I get InterRamp spam directly to misspelled user accounts at a
domain I manage. For the first incident, I sent repeated mail to - no reply. For another I tried to
additionally involve CERT because the message content advertised
special SPAMing software that might bring on more clever SPAMers.
I believe CERT's attitude (perhaps rightly so) was to sit on the
sidelines. While I've given up on chasing down SPAM (not my job)
and usually just delete them, I sometimes forward them on to people
who might care to know about them (too-good-to-be-true deals go to
an SEC friend, trademark violations are forwarded to a companys'
whois contacts).

... but it's more than just SPAM. People are going to use trial
accounts for more sinister problems: anonymous hacking and anonymous
credit card fraud. The following true is a true story:

  In July my bank company called me to ask if I knew anything
  about multiple $39.95 purchases. "Uh no, why?" It turns
  out that someone was using my credit card to access "Club
  Love", a Web-based porn service. "What!?!" (Yes, this not
  something I do.) They racked up over $1100 in charges. I
  quickly had my card cancelled (great, no Visa/ATM for a
  week) and then at the advice of my bank called "Club Love"
  to ask for a credit. They didn't credit me until they
  had a threat of a charge-back on them. I wanted to help
  them chase the ba&tard down too. They had Web logs, and
  they knew from where the requests came, apparently some
  pool-address dialup account. It's happened before, and in
  a previous occurence the ISP refused to track down the caller.
  I'm assuming it was a trial or anonymous account since crime
  is grounds for dismissal in anyone's service.
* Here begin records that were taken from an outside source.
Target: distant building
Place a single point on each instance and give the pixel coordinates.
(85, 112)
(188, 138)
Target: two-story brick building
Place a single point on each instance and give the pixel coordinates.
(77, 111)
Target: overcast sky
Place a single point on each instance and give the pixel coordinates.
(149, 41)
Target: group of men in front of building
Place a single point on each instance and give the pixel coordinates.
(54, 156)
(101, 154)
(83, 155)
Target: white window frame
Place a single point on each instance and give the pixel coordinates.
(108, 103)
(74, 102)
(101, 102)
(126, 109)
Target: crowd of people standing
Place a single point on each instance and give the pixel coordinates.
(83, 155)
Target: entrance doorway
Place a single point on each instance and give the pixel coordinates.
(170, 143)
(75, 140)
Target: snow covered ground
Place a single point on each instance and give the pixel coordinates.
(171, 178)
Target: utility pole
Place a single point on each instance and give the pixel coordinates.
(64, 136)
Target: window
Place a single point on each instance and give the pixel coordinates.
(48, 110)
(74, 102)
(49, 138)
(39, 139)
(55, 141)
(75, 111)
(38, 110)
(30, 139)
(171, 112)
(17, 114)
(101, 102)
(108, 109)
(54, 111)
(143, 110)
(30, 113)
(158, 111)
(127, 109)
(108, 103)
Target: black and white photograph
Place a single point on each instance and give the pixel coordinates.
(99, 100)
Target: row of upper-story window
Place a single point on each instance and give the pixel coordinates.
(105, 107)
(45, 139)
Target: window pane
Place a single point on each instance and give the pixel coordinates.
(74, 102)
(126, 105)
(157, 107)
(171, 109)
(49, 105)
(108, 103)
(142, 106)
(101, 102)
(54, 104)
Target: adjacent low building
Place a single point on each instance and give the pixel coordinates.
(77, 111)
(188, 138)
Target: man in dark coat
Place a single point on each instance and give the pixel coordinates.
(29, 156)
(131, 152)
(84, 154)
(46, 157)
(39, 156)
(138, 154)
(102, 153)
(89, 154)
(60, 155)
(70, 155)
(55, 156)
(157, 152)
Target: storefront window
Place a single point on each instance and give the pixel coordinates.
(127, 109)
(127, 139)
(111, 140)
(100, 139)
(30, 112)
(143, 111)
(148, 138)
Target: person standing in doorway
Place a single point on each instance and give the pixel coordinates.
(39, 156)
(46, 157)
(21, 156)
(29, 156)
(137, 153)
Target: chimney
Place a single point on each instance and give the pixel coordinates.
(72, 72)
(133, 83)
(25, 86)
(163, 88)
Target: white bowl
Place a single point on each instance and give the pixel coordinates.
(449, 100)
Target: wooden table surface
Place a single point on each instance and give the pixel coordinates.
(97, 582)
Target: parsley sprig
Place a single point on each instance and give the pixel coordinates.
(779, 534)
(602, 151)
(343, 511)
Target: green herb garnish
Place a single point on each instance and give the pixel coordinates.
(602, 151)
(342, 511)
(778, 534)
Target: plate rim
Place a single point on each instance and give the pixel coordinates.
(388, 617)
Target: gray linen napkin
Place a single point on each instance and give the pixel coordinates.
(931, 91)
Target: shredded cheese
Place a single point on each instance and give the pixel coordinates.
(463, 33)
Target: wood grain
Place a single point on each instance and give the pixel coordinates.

  I know that it's possible that IP addresses can be traced
  back to PPP interfaces which can be traced back to calls
  which (with some dialup manufacturers) can be traced back
  to the caller's ANI info, but I've hit a brick wall. To
  get any of this info out of an ISP would require a court
  order at a minimum. I have no recourse because I haven't
  lost any money, and I'm told that felony credit card fraud
        has a $2500 minimum so my local DA won't care. My bank is
  concerned, but they have no recourse since they didn't lose
  money. Only "Club Love" has lost money, and I use "lost"
  loosely because like the First Virtual risk model (*) there
  is no tangible loss from a person's downloading bits from a
  Web site.


Mostly-victimless crimes like this are likely to become more common
as users see that no one is inclined to catch them. SPAM is nothing
in comparison to a presidential e-mail death threat or hacking into
some online bank's financial system - but it'll likely happen one day
which is why some might want to think twice about their trial account

So how does this apply to NANOG? We're just Internet jockeys, right?

In addition to being the routing resource for your company, your
marketing people probably ask your opinion about new products or
at least force new products down your (or your coworkers') throats.
One day you'll be asked/told about the idea of mailing out drink
coasters (er, I mean "trial account floppies") to people. Here are
some considerations you may want your marketing people to ponder
if/when that happens:


- How many support man-hours will be spent chasing, responding to,
   removing, and in general dealing with customer SPAM?

- What policies will you have in place to discourage SPAM?

- ... or (like some) do you just take the PR hit and not deal with it?


- How much data can you have about every session or transaction?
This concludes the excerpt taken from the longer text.